In its July 3, 2019 decision in the consolidated case of Don Caldwell and Sheronda Caldwell v. St. Charles Gaming Company d/b/a ISLE OF CAPRI CASINO-LAKE CHARLES, the Louisiana Third Circuit Court of Appeals found that the Grand Palais casino was still a vessel for purposes of liability and litigation.
The instant case arose from injuries allegedly sustained by plaintiff Don Caldwell on April 9, 2015 while operating a scissor lift on a casino, the Grand Palais, moored in Lake Charles.
Prior to 2001, the Grand Palais casino was required under the older law to sail and would obviously be deemed a vessel prior to that time. It had not sailed since August 2001, once the law was changed to no longer require it to sail.

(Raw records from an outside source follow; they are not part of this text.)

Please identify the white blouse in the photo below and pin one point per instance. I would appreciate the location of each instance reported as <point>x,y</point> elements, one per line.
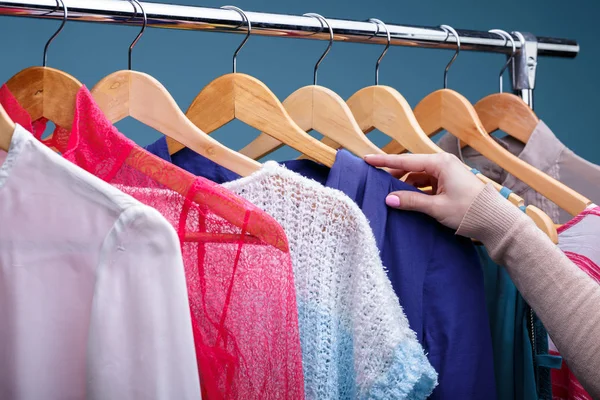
<point>93,299</point>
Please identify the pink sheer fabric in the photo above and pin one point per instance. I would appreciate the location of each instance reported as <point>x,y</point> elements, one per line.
<point>241,289</point>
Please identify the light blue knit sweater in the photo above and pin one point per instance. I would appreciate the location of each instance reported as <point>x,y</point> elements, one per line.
<point>356,341</point>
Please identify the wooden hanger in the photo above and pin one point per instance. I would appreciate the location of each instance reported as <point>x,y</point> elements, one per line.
<point>7,127</point>
<point>140,96</point>
<point>47,92</point>
<point>505,111</point>
<point>449,110</point>
<point>316,107</point>
<point>245,98</point>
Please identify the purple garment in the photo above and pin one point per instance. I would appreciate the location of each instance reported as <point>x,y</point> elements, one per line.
<point>436,274</point>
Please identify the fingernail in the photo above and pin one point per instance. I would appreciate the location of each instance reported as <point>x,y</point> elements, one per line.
<point>392,201</point>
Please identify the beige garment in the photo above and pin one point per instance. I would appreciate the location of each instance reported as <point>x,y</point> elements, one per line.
<point>545,152</point>
<point>564,297</point>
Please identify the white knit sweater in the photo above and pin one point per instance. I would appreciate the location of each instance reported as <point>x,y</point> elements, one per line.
<point>356,341</point>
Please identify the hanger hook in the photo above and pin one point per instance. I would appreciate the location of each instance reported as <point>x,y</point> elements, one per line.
<point>247,21</point>
<point>450,30</point>
<point>507,36</point>
<point>137,38</point>
<point>323,21</point>
<point>378,22</point>
<point>60,28</point>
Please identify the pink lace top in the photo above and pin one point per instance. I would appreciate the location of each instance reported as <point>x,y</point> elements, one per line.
<point>237,262</point>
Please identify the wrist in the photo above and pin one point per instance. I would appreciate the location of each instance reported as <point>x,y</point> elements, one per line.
<point>489,217</point>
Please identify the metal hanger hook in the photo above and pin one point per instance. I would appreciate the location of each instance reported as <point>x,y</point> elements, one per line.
<point>137,38</point>
<point>378,22</point>
<point>60,28</point>
<point>247,21</point>
<point>323,21</point>
<point>450,30</point>
<point>506,37</point>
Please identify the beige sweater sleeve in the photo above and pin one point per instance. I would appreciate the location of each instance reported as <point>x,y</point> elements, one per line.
<point>565,298</point>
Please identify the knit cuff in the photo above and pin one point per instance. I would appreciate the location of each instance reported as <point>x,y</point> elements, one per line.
<point>489,218</point>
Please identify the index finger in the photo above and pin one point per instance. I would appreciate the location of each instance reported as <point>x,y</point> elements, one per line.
<point>429,163</point>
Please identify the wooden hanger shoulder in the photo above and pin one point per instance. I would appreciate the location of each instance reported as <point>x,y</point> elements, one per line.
<point>321,109</point>
<point>249,100</point>
<point>509,113</point>
<point>7,127</point>
<point>459,118</point>
<point>135,94</point>
<point>46,92</point>
<point>383,108</point>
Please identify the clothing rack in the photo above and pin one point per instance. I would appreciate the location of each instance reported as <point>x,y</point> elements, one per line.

The Plaintiffs submitted the Grand Palais had not been removed from navigation, laid up or mothballed. They noted for the court that the defendant-owner spent considerable time and expense to ensure that the vessel remained capable of operating as a riverboat casino. The evidence showed that although it ceased daily excursions in 2001, the Grand Palais was capable of navigation at the time Don Caldwell was injured in April 2015. They showed the court that the Grand Palais was connected to the dock by temporary connections and gangways, which were designed to be lifted, retracted and allow it to be made ready to sail in thirty minutes. Further, it was shown that the Grand Palais had not been disabled, removed from the water, sunk to the bottom of the lake, nor enclosed in a cofferdam.
The court found the U.S. Supreme Court’s decisions in Stewart v. Dutra, 543 U.S. 481, and Lozman City of Riviera Beach, Fla , 568 U.S. 115, to be controlling. They ruled the Grand Palais was a vessel at the time of the incident and that the trial court should have granted the motion for summary judgment by plaintiff Caldwell allowing him to bring his personal injury action as a Jones Act seaman.